When I was 18, I moved out for the first time. While my rent was only $300/month, I hated my job, so I called in sick a lot and spent most of my spare time partying. Obviously, these activities helped me save a ton of money. From 20-22, I moved back home, went to college full-time, and worked part-time. I was also the proud owner of my first credit card, which I used mostly for gas, alcohol, and takeout food.
In 2007, I graduated from college, landed the full-time job I have now and moved out again. This time, my rent was $432.50/month but I was taking home close to $1,100 bi-weekly. Had I not gotten into a relationship with a guy that refused to work, I would have saved a lot of money! At 23, we broke up and the cold-hard reality of paying for a fun, single girl life hit.

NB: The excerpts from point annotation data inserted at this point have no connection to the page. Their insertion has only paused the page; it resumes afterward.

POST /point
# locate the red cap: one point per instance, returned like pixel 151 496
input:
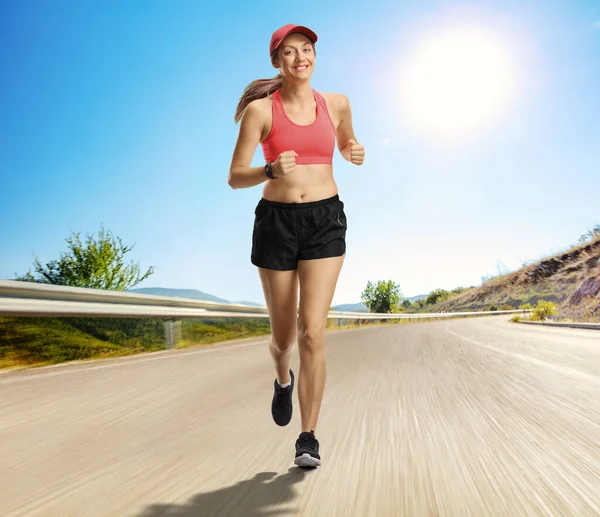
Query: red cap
pixel 280 34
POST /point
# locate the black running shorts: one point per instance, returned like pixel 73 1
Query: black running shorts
pixel 285 233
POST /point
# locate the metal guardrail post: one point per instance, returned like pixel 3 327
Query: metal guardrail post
pixel 172 333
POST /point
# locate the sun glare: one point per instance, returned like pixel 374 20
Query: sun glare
pixel 457 83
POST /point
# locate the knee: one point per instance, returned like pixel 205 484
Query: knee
pixel 281 345
pixel 311 335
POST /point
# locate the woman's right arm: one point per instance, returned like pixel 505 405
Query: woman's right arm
pixel 241 175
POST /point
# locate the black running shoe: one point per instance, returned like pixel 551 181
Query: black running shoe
pixel 281 407
pixel 307 450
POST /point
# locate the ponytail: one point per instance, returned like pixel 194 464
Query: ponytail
pixel 261 88
pixel 258 89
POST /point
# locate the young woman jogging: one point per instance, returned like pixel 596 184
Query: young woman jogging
pixel 298 240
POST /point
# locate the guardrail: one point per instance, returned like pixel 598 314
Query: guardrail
pixel 33 299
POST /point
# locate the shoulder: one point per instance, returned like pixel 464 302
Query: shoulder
pixel 257 112
pixel 337 101
pixel 259 107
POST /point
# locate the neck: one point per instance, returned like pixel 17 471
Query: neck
pixel 298 92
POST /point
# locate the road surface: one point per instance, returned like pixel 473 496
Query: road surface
pixel 471 417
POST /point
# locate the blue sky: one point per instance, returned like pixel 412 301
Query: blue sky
pixel 121 114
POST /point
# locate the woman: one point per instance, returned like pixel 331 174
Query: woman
pixel 300 226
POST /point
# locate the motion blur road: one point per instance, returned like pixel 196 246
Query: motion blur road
pixel 469 417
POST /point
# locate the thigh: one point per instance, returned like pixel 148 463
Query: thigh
pixel 318 279
pixel 281 294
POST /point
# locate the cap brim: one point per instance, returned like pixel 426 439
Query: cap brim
pixel 311 35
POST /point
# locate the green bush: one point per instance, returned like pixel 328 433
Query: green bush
pixel 544 310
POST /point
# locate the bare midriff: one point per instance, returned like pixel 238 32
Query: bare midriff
pixel 305 184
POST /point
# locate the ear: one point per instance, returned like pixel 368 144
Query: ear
pixel 275 59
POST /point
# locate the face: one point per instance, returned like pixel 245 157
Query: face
pixel 296 57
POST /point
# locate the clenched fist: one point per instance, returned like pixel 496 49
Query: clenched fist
pixel 285 163
pixel 354 152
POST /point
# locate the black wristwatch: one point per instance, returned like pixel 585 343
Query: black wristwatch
pixel 269 171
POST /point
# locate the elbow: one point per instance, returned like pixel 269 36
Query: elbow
pixel 231 181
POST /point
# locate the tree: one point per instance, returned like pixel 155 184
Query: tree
pixel 439 295
pixel 590 234
pixel 97 264
pixel 384 296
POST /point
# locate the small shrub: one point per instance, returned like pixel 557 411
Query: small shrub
pixel 544 310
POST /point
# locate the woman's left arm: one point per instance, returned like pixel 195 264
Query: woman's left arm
pixel 349 148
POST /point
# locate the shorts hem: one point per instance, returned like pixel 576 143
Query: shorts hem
pixel 276 268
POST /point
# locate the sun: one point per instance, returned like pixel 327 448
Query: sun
pixel 457 83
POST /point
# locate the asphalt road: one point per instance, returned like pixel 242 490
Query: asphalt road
pixel 473 417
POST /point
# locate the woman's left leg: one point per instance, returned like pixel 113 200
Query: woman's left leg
pixel 318 279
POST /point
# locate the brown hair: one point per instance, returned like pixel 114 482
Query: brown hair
pixel 259 89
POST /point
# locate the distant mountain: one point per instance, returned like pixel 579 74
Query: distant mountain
pixel 179 293
pixel 200 295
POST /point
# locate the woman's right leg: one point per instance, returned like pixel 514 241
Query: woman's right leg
pixel 281 295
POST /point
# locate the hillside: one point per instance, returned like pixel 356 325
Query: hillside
pixel 571 279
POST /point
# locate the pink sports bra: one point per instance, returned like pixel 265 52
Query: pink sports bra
pixel 314 143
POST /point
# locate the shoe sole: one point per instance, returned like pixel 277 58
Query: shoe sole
pixel 306 460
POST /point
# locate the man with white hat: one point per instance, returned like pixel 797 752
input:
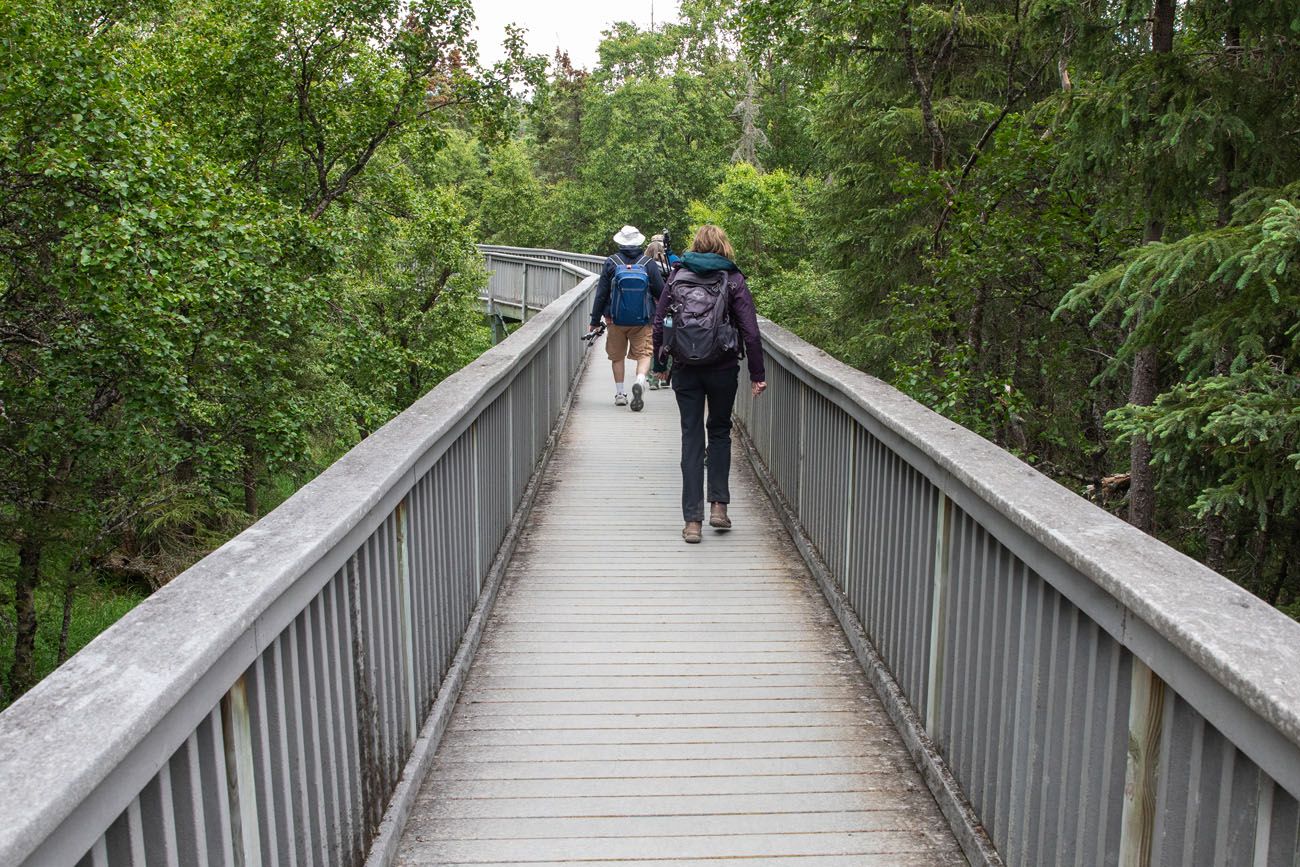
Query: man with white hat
pixel 625 299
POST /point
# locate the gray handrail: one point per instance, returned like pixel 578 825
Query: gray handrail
pixel 261 706
pixel 1078 688
pixel 588 261
pixel 519 284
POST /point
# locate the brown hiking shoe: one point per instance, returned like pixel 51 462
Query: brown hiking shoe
pixel 718 516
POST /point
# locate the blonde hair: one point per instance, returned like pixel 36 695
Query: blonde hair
pixel 713 239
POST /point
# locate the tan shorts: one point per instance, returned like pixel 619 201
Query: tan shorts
pixel 633 342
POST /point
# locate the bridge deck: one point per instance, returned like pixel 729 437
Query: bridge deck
pixel 640 699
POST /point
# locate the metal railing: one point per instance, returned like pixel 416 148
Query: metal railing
pixel 264 706
pixel 524 281
pixel 1096 697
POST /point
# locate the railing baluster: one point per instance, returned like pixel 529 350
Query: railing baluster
pixel 237 731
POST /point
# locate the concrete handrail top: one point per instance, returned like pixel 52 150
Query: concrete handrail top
pixel 64 737
pixel 1244 644
pixel 531 254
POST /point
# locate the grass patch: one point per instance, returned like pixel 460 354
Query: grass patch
pixel 96 607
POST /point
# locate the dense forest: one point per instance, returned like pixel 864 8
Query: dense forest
pixel 237 235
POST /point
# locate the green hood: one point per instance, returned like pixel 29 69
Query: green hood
pixel 705 263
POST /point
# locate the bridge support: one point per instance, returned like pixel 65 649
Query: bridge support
pixel 1145 722
pixel 237 733
pixel 939 615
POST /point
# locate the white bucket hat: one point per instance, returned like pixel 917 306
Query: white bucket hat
pixel 629 237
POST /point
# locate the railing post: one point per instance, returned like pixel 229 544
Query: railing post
pixel 237 729
pixel 523 311
pixel 939 614
pixel 1145 722
pixel 407 625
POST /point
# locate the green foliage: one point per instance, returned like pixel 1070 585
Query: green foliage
pixel 763 215
pixel 229 246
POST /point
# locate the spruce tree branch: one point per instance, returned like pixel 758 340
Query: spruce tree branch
pixel 982 143
pixel 937 146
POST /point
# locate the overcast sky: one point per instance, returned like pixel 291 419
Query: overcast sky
pixel 572 25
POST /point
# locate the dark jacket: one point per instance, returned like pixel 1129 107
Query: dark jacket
pixel 601 308
pixel 740 308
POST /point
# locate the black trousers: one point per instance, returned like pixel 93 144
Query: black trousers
pixel 697 390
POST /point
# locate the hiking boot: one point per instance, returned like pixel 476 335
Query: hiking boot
pixel 718 516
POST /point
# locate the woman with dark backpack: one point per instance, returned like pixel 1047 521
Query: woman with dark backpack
pixel 706 321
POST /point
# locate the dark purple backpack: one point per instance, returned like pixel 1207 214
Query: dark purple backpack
pixel 697 326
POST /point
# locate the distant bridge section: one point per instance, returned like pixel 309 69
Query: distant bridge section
pixel 1073 690
pixel 523 281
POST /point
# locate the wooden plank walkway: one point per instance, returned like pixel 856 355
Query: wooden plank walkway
pixel 641 699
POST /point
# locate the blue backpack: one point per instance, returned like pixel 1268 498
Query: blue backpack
pixel 629 293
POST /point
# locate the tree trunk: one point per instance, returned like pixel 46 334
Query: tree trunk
pixel 22 671
pixel 65 627
pixel 250 485
pixel 1142 490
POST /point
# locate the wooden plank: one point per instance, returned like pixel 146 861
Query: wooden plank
pixel 640 699
pixel 882 844
pixel 884 792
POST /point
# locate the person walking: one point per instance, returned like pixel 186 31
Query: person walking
pixel 663 256
pixel 706 321
pixel 625 297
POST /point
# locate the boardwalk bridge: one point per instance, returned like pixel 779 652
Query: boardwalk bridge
pixel 477 638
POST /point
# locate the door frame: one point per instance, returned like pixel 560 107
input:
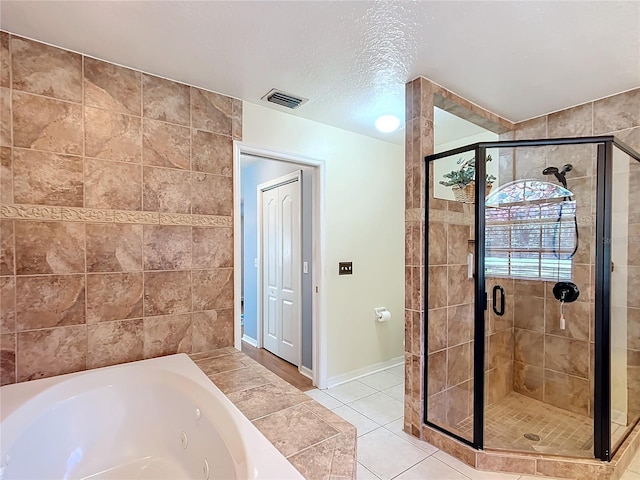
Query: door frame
pixel 319 321
pixel 261 188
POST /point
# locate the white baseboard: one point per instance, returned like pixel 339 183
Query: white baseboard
pixel 363 372
pixel 307 372
pixel 250 341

My rent was $950/month + bills and, for whatever reason, I felt it was the perfect time to buy all new furniture and a brand new car! (Aren’t breakups great!?) On top of my new expenses, I was single and wanted to have fun! Eating out, going for drinks, and spending my weekends dancing at nightclubs or going out of town were exactly what the breakup doctor prescribed.
At 25, I decided to go after my dream of living in Toronto. As you can see, I am back on the west coast, but I did have an incredible 4 months off from regular life! I also didn’t receive a paycheque for 4 months, and during that time, what did I do? Drink, eat takeout, and have fun, of course.
Also at 25, I started a two-year undergraduate completion degree program online. By the end (July 2012), the program will cost approx. $18,000 (tuition and books). Work gave me a $5,000 scholarship but the rest is up to me to pay for.
Are you starting to see a trend? In terms of budgeting, I have obviously been living beyond my means. Now, it is up to me to change both my situation and my behaviours.
If I can pay off all of my debt by May 2014, there will be one bonus: I will have better credit. When my two loans and credit cards are paid off without missing a single payment, the banks will know I can successfully pay off debt. Until then, I need to learn how to live within my means and enjoy what I bought myself during this crazy ride.
Here goes nothin’. Or, in my case, everything.